The overall picture is simple once the split is in view. Tokens are not one meter, they are two, and the cheaper meter runs on what you send while the pricier one runs on what you get back. Estimate the two separately, pick the tier that is cheap on whichever side your workload leans, and confirm the live rates before you commit real volume.
Frequently asked questions
Why do output tokens cost more than input tokens?
Input is processed in parallel: the model reads your whole prompt in a single pass, which uses the hardware efficiently. Output is generated one token at a time, each token depending on the previous ones, which is slower and less efficient. Providers pass that higher generation cost through as a higher per-token output rate, commonly four to five times the input rate on the same model.
Do input and output tokens share one budget or two?

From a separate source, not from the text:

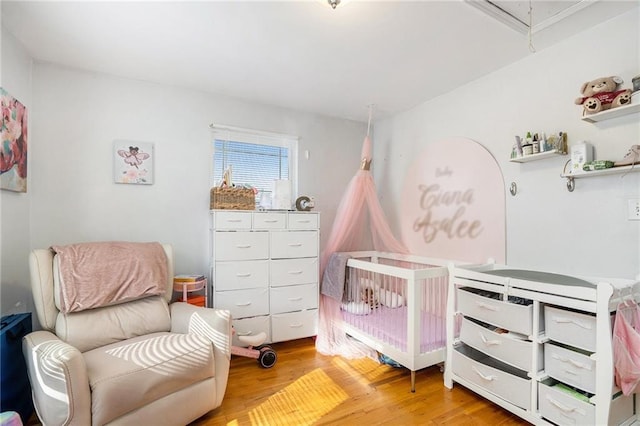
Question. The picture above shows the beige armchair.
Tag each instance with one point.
(121, 353)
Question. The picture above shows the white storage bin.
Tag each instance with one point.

For pricing, they are metered separately and billed at different rates, so think of them as two counters. For the context window, they share one limit: the window caps input plus output combined. A model with a 200,000-token window that receives a 195,000-token prompt has only about 5,000 tokens left for its response.
Do “thinking” or reasoning tokens count as input or output?

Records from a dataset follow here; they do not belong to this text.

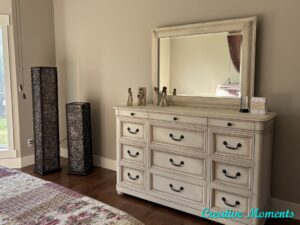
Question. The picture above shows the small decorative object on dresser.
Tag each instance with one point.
(142, 96)
(79, 137)
(163, 99)
(258, 105)
(155, 96)
(129, 99)
(45, 119)
(174, 92)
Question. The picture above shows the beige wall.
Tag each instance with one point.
(104, 47)
(5, 6)
(165, 63)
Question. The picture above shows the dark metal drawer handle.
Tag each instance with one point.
(232, 148)
(136, 154)
(176, 139)
(132, 132)
(232, 177)
(231, 205)
(176, 190)
(178, 165)
(133, 178)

As output. On reasoning models, the internal reasoning the model does before answering is generated the same way as visible output and is generally billed at the output rate, even though you never see those tokens. A model that reasons for 3,000 tokens to produce a 200-token answer bills roughly 3,200 output tokens. Enable reasoning modes deliberately, since they can multiply output cost on otherwise small responses.
Is the cheapest provider always the cheapest for my workload?

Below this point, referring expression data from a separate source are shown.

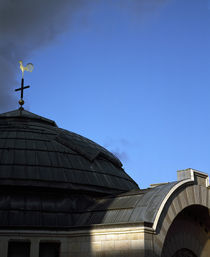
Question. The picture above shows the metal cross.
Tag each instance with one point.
(21, 102)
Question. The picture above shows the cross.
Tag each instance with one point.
(21, 102)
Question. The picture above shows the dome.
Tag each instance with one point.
(36, 153)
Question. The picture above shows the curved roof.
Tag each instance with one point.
(64, 210)
(35, 152)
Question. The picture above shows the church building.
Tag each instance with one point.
(62, 195)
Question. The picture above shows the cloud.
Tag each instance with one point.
(120, 154)
(26, 25)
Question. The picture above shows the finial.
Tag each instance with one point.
(29, 67)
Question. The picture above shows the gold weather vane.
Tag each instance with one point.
(29, 67)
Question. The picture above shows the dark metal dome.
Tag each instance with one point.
(35, 152)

No, because it depends on whether your workload leans on input or output. A heavy-input job (summarization) is ranked mostly by input price; a heavy-output job (drafting) is ranked mostly by output price. A provider that is cheapest on input may not be cheapest on output. Estimate both sides for your actual input-to-output ratio before deciding.
How do token counts differ across Claude, Gemini, and ChatGPT?
Each provider uses its own tokenizer, so the same text produces slightly different token counts on each. That means per-token prices are not perfectly comparable, and the most reliable comparison is by equivalent input content rather than by raw token count. The pillar on what tokens are covers the tokenizer differences in detail.